Overview

I used Dreamwaever to create three different files in HTML, XML, and JSON formats. These files are tables containing exact same information, which are the title, authors, edition, publisher, and publication year of three of my favorite books in learning data science. Note that two of my three books have two authors.

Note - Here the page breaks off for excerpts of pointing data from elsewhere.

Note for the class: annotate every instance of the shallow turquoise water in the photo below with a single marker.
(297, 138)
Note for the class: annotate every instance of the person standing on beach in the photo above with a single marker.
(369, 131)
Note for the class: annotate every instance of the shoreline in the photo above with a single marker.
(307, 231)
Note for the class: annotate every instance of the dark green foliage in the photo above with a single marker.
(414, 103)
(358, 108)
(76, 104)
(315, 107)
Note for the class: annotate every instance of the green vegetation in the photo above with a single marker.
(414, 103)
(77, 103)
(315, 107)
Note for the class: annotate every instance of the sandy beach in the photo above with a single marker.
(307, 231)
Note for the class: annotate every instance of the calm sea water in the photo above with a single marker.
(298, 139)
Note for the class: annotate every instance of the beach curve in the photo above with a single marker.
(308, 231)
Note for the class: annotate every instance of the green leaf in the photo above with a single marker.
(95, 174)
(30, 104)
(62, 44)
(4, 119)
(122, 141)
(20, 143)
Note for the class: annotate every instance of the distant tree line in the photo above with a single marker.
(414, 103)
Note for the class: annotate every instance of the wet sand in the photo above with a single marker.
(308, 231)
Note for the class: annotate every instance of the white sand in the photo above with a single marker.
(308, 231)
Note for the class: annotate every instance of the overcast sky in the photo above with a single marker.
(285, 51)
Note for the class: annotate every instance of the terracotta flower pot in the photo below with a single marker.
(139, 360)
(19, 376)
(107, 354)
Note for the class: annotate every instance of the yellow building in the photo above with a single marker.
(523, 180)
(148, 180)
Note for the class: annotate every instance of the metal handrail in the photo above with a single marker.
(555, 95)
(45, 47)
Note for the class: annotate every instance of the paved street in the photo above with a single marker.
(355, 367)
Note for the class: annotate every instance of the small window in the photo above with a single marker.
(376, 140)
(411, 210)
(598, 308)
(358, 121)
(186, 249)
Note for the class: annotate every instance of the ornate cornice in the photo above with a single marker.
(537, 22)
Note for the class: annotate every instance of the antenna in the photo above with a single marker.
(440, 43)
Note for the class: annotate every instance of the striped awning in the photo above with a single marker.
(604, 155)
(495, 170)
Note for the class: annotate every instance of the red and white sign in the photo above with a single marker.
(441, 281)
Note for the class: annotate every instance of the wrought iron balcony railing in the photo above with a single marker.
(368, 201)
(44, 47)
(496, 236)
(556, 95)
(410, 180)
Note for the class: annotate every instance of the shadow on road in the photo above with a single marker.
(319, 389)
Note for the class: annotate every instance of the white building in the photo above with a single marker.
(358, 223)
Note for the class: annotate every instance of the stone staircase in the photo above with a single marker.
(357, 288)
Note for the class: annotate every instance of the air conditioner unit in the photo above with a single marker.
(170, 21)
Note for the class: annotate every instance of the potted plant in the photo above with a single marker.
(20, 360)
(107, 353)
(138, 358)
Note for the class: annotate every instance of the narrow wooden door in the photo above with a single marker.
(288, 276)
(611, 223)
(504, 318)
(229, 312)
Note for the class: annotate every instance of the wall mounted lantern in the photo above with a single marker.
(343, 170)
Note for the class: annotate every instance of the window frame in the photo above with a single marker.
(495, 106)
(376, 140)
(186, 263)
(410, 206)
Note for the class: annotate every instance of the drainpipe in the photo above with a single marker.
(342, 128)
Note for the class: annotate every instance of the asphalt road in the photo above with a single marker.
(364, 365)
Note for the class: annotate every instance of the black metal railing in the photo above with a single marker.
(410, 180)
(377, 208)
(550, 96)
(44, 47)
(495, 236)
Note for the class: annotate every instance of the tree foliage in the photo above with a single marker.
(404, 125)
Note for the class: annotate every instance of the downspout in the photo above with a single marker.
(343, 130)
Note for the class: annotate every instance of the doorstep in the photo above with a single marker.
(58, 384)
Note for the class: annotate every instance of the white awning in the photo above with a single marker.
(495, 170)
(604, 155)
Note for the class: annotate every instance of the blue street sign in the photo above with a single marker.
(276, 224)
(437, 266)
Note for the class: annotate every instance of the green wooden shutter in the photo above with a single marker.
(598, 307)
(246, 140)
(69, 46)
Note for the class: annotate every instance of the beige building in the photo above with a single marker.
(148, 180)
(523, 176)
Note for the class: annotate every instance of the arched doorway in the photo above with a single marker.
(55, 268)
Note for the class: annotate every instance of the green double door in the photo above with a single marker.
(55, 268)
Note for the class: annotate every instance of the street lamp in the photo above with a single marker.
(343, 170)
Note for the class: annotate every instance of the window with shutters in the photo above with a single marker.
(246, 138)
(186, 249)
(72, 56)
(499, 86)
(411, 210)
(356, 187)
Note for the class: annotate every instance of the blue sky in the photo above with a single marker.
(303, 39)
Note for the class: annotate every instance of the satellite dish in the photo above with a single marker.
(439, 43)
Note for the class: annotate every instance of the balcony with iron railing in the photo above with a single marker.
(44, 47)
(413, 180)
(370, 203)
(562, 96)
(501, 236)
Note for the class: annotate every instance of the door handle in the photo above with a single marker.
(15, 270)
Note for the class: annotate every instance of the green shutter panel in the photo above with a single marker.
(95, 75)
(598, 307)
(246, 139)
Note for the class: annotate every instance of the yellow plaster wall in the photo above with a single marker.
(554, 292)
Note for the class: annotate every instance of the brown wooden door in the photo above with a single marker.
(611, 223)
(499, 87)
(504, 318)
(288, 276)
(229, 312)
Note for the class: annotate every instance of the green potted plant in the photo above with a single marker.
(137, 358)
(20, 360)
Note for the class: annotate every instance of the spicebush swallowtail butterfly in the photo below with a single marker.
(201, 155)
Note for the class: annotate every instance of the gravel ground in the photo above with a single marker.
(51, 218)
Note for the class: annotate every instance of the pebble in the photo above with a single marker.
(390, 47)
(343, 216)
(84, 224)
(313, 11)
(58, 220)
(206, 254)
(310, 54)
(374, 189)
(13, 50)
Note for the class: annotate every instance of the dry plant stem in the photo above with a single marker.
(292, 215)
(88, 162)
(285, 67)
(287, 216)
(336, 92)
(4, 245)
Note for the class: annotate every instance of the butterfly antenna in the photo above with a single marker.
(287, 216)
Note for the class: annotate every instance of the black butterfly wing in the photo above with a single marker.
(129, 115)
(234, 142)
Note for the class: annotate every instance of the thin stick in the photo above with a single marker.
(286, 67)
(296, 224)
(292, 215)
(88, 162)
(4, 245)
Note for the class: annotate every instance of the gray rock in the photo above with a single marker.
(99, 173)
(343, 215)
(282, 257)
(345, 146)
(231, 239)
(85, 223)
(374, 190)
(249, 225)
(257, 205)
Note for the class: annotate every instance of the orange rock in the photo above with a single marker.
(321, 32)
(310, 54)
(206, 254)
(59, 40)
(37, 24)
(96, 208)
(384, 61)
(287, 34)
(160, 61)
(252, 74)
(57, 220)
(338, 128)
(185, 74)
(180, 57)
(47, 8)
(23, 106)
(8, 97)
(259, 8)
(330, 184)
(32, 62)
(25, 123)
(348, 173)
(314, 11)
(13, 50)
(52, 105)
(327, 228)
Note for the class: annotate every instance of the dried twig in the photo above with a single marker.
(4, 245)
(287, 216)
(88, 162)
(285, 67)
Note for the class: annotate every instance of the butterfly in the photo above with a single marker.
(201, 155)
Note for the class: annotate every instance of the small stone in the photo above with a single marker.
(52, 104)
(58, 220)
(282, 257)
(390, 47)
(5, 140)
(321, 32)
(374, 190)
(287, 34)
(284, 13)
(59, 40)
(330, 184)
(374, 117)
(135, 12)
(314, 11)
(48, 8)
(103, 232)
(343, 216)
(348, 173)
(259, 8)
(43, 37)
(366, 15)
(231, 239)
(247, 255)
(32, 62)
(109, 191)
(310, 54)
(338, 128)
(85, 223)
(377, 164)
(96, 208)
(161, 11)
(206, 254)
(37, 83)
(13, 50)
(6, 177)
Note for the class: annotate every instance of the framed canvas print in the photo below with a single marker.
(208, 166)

I will load these files into 3 three different data frames and then compare them two by two to check their similarity and difference in R if there is any, and will share the findings.

Libraries

library(XML)
library(jsonlite)
library(RCurl)

library(tidyverse)
## -- Attaching packages --------------------------------------------------------------------------------------- tidyverse 1.3.0 --
## v ggplot2 3.3.2     v purrr   0.3.4
## v tibble  3.0.3     v dplyr   1.0.2
## v tidyr   1.1.2     v stringr 1.4.0
## v readr   1.3.1     v forcats 0.5.0
## -- Conflicts ------------------------------------------------------------------------------------------ tidyverse_conflicts() --
## x tidyr::complete() masks RCurl::complete()
## x dplyr::filter()   masks stats::filter()
## x purrr::flatten()  masks jsonlite::flatten()
## x dplyr::lag()      masks stats::lag()
library(kableExtra)
## 
## Attaching package: 'kableExtra'
## The following object is masked from 'package:dplyr':
## 
##     group_rows

Data & Data frames

Get URL

html_url <- "https://raw.githubusercontent.com/jnataky/DATA-607/master/Web_technologies/books_html.html"

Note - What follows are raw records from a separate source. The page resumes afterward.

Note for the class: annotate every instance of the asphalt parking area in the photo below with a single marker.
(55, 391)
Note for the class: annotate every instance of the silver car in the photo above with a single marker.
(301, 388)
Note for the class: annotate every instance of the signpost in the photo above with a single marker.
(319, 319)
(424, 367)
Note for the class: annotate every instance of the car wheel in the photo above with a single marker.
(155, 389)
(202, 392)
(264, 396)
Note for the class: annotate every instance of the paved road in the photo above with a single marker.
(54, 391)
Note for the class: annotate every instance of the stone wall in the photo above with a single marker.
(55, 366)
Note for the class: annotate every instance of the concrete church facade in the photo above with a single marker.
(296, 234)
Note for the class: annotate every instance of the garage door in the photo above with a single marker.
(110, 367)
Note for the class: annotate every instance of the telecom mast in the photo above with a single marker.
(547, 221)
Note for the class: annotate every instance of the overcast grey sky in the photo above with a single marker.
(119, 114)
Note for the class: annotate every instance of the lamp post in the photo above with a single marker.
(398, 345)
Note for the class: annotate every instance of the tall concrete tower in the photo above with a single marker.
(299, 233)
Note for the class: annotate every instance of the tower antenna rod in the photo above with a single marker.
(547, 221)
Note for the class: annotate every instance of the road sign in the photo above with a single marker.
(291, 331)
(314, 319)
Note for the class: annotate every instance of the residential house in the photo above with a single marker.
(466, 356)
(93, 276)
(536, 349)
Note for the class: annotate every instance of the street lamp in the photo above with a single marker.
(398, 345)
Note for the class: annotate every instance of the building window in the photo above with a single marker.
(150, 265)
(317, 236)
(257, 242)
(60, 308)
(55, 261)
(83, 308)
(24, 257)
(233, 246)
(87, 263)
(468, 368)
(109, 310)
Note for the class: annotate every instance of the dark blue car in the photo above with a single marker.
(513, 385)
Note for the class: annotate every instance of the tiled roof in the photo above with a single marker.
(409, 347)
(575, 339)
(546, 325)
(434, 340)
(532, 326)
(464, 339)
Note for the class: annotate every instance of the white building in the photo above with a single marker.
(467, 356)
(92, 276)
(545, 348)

xml_url <- "https://raw.githubusercontent.com/jnataky/DATA-607/master/Web_technologies/books_xml.xml"

json_url <- "https://raw.githubusercontent.com/jnataky/DATA-607/master/Web_technologies/books_json.json"

Load files

HTML

file_html <- getURL(html_url)

df_html <- readHTMLTable(file_html, which =1)

# Kable for tidy table

df_html %>%
  kbl(caption = "My Favorite books") %>%
  kable_material(c("striped", "hover")) %>%
  row_spec(0, color = "indigo")
My Favorite books
Title Authors Edition Publisher Publication_Year
Understandable Statistics Charles H. Brase and Corrinne P. Brase Twelfth Cengage Learning 2018
Hands-On Machine Learning with Scikit-Learn and TensorFlow Aurelien Geron First O’Reilly 2017
Data Science for Business Foster Provost and Tom Fawcett First O’Reilly 2013

XML

file_xml <- getURL(xml_url)

df_xml <- xmlToDataFrame(file_xml)


# Kable for tidy table

df_xml %>%
  kbl(caption = "My Favorite books") %>%
  kable_material(c("striped", "hover")) %>%
  row_spec(0, color = "indigo")
My Favorite books
Title Authors Edition Publisher Publication_Year
Understandable Statistics Charles H. Brase and Corrinne P. Brase Twelfth Cengage Learning 2018
Hands-On Machine Learning with Scikit-Learn and TensorFlow Aurelien Geron First O’Reilly 2017
Data Science for Business Foster Provost and Tom Fawcett First O’Reilly 2013

JSON

df_json <- as.data.frame(fromJSON(json_url))
# Change columns names to match others

names(df_json) <- c("Title", "Authors", "Edition", "Publisher", "Publication_Year")

# Kable for tidy table

df_json %>%
  kbl(caption = "My Favorite books") %>%
  kable_material(c("striped", "hover")) %>%
  row_spec(0, color = "indigo")
My Favorite books
Title Authors Edition Publisher Publication_Year
Understandable Statistics Charles H. Brase and Corrinne P. Brase Twelfth Cengage Learning 2018
Hands-On Machine Learning with Scikit-Learn and TensorFlow Aurelien Geron First O’Reilly 2017
Data Science for Business Foster Provost and Tom Fawcett First O’Reilly 2013

Comparison

# HTML & XML

all.equal(df_html, df_xml)
## [1] TRUE
# HTML & JSON

all.equal(df_html, df_json)
## [1] TRUE

Since the two first comparisons are true, we can say that all three frame have the same contents (after renaming to json data frame columns as the structure looked different from the others). They look the same but the internal structure might be different.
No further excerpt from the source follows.